男子生徒は二階の渡り廊下を駆け抜けると、放送室に立て籠もった。流れるようにスピーカーが音を鳴らす。
『全員に応援を要請する。新堂先生の理想郷を邪魔する者がいる。至急、放送室に来てくれ。放送室前にいるパーカーの男を排除して欲しいんだ』
好奇心が溢れてきて止まらない。神様の声はうるさいくらいに脳内に響いている。
上里は、ドアに付いている小窓を力強く叩いた。
「諦めろ先輩! もうオマエに逃げ場はない! そう思い通りにいくわけないんだ!」
音の密閉された空間で、ノートパソコンで何やら作業をしている。こちらの声が届くことはないが、カフを上げたままにしているのか、男子生徒の言葉は続いた。
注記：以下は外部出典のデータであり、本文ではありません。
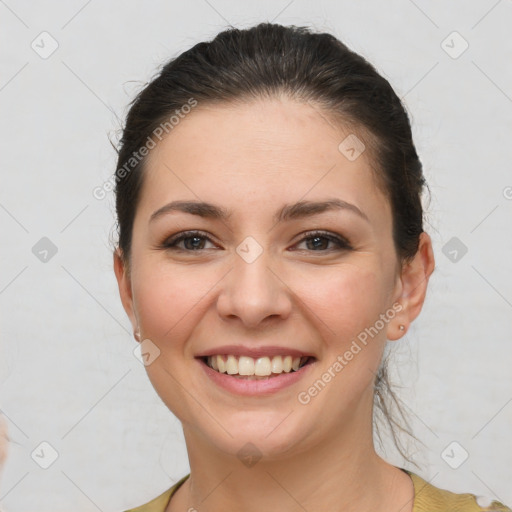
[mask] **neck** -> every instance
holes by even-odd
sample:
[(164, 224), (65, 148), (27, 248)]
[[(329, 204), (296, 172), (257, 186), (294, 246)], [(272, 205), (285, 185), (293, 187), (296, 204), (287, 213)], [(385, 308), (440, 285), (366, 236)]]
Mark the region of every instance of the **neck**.
[[(288, 452), (262, 456), (257, 462), (226, 454), (184, 427), (190, 477), (171, 499), (167, 512), (410, 512), (412, 481), (377, 455), (371, 424), (366, 429), (345, 424), (342, 431), (336, 425), (338, 431), (322, 432), (320, 442), (315, 433), (309, 433), (300, 447), (296, 443)], [(239, 446), (246, 442), (250, 440)]]

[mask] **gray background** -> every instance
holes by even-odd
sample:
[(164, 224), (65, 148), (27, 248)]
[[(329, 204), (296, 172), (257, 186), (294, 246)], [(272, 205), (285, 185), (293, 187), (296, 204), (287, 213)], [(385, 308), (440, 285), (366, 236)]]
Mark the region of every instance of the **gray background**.
[(113, 195), (92, 190), (114, 172), (108, 137), (158, 66), (228, 23), (260, 21), (335, 34), (404, 98), (437, 268), (395, 354), (421, 469), (386, 453), (436, 486), (512, 504), (510, 0), (0, 0), (5, 510), (119, 511), (188, 472), (180, 423), (133, 355)]

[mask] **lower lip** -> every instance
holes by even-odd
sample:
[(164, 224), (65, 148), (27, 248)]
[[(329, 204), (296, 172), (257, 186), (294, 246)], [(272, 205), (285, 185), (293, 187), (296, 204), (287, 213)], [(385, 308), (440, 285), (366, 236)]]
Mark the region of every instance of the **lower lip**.
[(210, 368), (202, 359), (197, 359), (206, 375), (219, 387), (237, 395), (271, 395), (281, 389), (298, 382), (309, 373), (311, 367), (316, 363), (307, 363), (295, 372), (283, 372), (276, 377), (269, 377), (265, 380), (247, 380), (233, 377), (227, 373), (220, 373)]

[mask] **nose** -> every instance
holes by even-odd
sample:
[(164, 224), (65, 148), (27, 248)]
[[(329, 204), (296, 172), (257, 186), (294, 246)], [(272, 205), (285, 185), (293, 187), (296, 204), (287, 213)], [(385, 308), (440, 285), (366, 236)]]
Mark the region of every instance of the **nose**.
[(238, 319), (256, 328), (271, 319), (286, 319), (292, 310), (292, 294), (267, 251), (252, 262), (238, 254), (234, 268), (221, 281), (217, 311), (225, 320)]

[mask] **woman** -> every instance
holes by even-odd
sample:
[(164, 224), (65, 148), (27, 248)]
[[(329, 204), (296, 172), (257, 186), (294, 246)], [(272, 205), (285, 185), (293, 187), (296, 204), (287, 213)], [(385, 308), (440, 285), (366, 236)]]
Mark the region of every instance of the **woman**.
[(134, 511), (510, 510), (374, 449), (383, 351), (435, 263), (408, 116), (368, 62), (222, 32), (134, 100), (114, 178), (121, 300), (191, 468)]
『ハハハッ! ただの馬鹿野郎が……! 気付くのが遅いんだよ。二曲目の催眠用音楽はもう少しで完成する』
「チィッ! 気持ち悪い先輩だな! どうせ動機も大したことないんだろ!」
『賽は投げられたんだよ。あとはデータを移してCDに焼くだけさ』
諦観しろと、不敵な笑みを窓越しに向けてくる。時間はあまり残されていないようだ。
「このっ! このっ! あともう少しなんだ! あともう少しでクソ悪魔をぶっ倒せるんだ! こんな生殺しで終われるかってんだ!」
逸る上里は何度もドアに体当たりを仕掛けた。肩の痛みなど気にもならない。
倒したい。倒したい。
合法的な理由で人間を手に染めたい。
年季が入ったドアのくせに、どうして中々破れそうにないのか。
目の色を変える上里を追い詰めるように、廊下の奥に、大勢の揺れる影が浮かぶ。
「腑抜け……。そういうことか。悪魔らしく、悪魔の仲間を呼んだってことか……」
片膝をつき、トライポッドの装着されたスナイパーライフルを構える。これも最後の瞬間の寄り道に過ぎない。いや、むしろ楽しい時間が延長されたと考えるべきだ。
「いいぜ、順番にかかって来い。予備軍も残らずぶっ倒してやらァ!」
今までで一番甲高い音が、上里の脳内にだけ木霊した。